Ben! Ben ve yemek yapmak! Ben! Lanet olsun sana Y…! Ne yemeği ya? diye içimden deli gibi söylenmeye başladım. Yemek yapmayı çok iyi bilirdim, lakin yemek yapmaktan benim kadar nefret eden ikinci bir insan daha yoktur yeryüzünde. Benim yemek yapmam mucize ile eş anlamlıdır. Ancak özel günlerde kallavi bir yemek ile beraber kuş sütü eksik olan bir sofra hazırlarım, ama içimden geldiğinde. Kaç tane sevgilimden sırf bu nedenle ayrılmıştım ve adam gayet normalmiş gibi hiç iplemeden bunu da çok iyi bilmesine rağmen bana kalk yemek yap diyordu. Dudaklarımı birbirine bastırdım. Gözümün önünden “hayır” dememle olabilecek bir dolu senaryo geçti. Hala oturuyor olduğumu fark edince;
-E hadi?
-Ne yemek istiyorsun?
-Makarna.
İçimden söve söve yerimden kalkıp hazırladım yemeğini.
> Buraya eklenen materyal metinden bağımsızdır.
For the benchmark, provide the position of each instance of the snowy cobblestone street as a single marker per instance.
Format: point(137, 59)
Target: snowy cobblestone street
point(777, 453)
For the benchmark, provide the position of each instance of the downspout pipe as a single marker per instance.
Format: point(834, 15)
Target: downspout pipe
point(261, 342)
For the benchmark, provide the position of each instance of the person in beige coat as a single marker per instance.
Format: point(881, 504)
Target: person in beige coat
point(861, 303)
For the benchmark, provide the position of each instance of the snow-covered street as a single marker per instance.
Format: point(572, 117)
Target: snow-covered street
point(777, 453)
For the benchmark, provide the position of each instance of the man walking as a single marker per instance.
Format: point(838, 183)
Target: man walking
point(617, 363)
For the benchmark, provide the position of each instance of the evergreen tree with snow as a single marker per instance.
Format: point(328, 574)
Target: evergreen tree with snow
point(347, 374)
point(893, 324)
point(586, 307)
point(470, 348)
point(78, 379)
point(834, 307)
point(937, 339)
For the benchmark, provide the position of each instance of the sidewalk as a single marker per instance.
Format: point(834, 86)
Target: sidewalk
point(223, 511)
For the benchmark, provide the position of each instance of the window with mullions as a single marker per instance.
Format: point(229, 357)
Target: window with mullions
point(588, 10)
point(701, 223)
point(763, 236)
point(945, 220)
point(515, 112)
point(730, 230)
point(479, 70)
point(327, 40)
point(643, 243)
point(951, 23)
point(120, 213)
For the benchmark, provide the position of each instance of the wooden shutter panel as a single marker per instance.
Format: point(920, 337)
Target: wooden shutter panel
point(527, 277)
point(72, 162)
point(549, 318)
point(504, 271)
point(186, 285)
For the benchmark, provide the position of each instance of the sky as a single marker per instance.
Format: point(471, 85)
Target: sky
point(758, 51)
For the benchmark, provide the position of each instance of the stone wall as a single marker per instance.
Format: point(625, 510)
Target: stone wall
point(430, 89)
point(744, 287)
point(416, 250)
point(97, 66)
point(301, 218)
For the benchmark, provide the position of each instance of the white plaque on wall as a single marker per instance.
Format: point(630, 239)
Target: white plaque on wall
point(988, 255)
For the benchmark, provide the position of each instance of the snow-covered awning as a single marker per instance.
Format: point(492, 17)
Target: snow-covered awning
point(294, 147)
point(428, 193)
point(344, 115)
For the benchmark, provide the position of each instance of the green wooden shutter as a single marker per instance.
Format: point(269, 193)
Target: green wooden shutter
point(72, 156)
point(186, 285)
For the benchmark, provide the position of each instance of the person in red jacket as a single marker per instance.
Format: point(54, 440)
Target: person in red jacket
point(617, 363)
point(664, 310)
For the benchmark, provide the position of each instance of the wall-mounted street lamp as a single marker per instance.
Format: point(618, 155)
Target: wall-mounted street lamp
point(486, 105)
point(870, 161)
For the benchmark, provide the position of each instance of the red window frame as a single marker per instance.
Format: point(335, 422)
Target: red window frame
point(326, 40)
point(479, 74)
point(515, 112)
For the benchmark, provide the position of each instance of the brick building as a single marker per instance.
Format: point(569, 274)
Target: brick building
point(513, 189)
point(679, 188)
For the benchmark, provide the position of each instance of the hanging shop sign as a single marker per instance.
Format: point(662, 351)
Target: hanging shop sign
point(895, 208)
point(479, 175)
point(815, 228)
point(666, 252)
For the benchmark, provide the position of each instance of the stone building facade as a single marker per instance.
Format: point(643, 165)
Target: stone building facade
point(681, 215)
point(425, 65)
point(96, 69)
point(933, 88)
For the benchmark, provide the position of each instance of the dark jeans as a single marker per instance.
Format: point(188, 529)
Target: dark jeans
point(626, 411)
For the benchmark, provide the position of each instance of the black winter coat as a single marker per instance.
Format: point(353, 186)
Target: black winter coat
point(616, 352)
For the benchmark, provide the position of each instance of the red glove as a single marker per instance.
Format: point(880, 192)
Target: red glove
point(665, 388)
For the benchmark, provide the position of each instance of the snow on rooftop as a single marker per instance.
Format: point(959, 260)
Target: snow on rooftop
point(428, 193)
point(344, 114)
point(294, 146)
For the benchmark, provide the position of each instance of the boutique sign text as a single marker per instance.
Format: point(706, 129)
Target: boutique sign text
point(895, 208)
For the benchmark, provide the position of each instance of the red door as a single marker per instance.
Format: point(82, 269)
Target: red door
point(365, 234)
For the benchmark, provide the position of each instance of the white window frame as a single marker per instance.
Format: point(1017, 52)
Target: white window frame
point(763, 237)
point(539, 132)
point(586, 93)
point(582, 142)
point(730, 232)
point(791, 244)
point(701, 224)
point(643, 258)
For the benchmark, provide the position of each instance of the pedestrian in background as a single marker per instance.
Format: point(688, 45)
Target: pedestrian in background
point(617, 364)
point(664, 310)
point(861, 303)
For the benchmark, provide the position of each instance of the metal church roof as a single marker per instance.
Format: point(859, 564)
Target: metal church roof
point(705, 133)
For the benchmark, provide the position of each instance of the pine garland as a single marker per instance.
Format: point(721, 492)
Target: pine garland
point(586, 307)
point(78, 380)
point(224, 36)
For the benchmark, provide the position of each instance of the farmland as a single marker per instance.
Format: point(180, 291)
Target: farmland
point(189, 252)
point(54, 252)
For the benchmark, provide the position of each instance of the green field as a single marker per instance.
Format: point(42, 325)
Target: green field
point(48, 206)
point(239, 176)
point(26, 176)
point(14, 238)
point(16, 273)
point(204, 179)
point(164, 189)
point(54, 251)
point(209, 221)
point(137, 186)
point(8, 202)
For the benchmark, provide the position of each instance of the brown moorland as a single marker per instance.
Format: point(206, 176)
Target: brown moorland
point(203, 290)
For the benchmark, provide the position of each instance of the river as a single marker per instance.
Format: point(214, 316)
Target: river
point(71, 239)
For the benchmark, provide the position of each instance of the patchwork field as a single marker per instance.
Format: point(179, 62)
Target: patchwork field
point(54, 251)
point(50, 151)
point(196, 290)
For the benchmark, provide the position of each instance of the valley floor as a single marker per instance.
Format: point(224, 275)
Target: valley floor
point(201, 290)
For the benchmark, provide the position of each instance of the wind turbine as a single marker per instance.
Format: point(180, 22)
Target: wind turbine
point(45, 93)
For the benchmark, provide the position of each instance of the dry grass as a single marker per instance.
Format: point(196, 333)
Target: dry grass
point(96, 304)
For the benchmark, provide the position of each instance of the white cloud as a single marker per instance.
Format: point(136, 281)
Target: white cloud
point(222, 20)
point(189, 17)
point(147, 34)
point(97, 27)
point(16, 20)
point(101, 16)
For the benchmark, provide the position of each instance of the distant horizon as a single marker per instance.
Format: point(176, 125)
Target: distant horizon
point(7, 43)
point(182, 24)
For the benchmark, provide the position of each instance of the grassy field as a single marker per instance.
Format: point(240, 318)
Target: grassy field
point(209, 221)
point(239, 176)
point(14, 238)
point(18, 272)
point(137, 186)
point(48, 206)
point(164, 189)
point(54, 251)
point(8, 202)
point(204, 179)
Kıyma ve salçayı da görünce madem yapmaya başladım tam olsun diyerek sos yaptım. Yemek hazır olunca seslendim;
-Yemek hazır!
-Tamam, in aşağıya yatağa yat ve beni bekle.
Şaşırmıştım, tek başına yiyip sonra gelip benimle mi uğraşacaktı? Yine de itiraz etmeden söylediklerini yaptım. Hemen ardımdan aşağı gelip pamukla beraber kelepçeleri taktı. Tekrar yukarı çıktı ve makarnayı getirdi. Hiçbir şey söylemeden üzerime döktü! Şükür çok sıcak değildi! Özellikle vajinama döktü, sosu da üzerime boca edip avını yeni yakalamış bir aslan gibi yumuldu! Kendimi tabak gibi hissediyordum.
Yemeği yerken arada sosları yalıyordu ve bu da benim garip bir şekilde tahrik olmama neden oluyordu. Hiç konuşmuyorduk, cidden o an bir eşya idim. Neden sonra benim de bir canlı olduğumu hatırlamış olacak ki, makarnaları tek tek alıp benim ağzıma da vermeye başladı. Oynaşmaya başladı kendince. Makarnanın bir ucunu kendi ağzına alıp bir ucunu da benim ağzıma veriyordu. Tam dudaklar birleşecekken de dişi ile makarnayı kopartıp yutuyordu. İyice dudaklarına odaklanmıştım. O da bunun farkına varmış olacak ki inatla öpmüyordu! İyice kıymete bindiğini fark ettikçe oyunları daha acımasız olmaya başladı. Bense kendime şaşırıyordum, bir erkeği öpmek bu kadar kıymetli olmamalıydı, ama elimde değildi. Dibime kadar sokulup kendini geri çekiyor, nefesini yüzümde hissettikçe onu öpmeye çalışmamdan zevk alıyordu. İyice kulağıma yaklaşıp;
-Ne istiyorsun?” diye sordu. Dudaklarımı birbirine bastırıp sustum.
-İstemeden hiçbir şey alamayacağını biliyorsun değil mi?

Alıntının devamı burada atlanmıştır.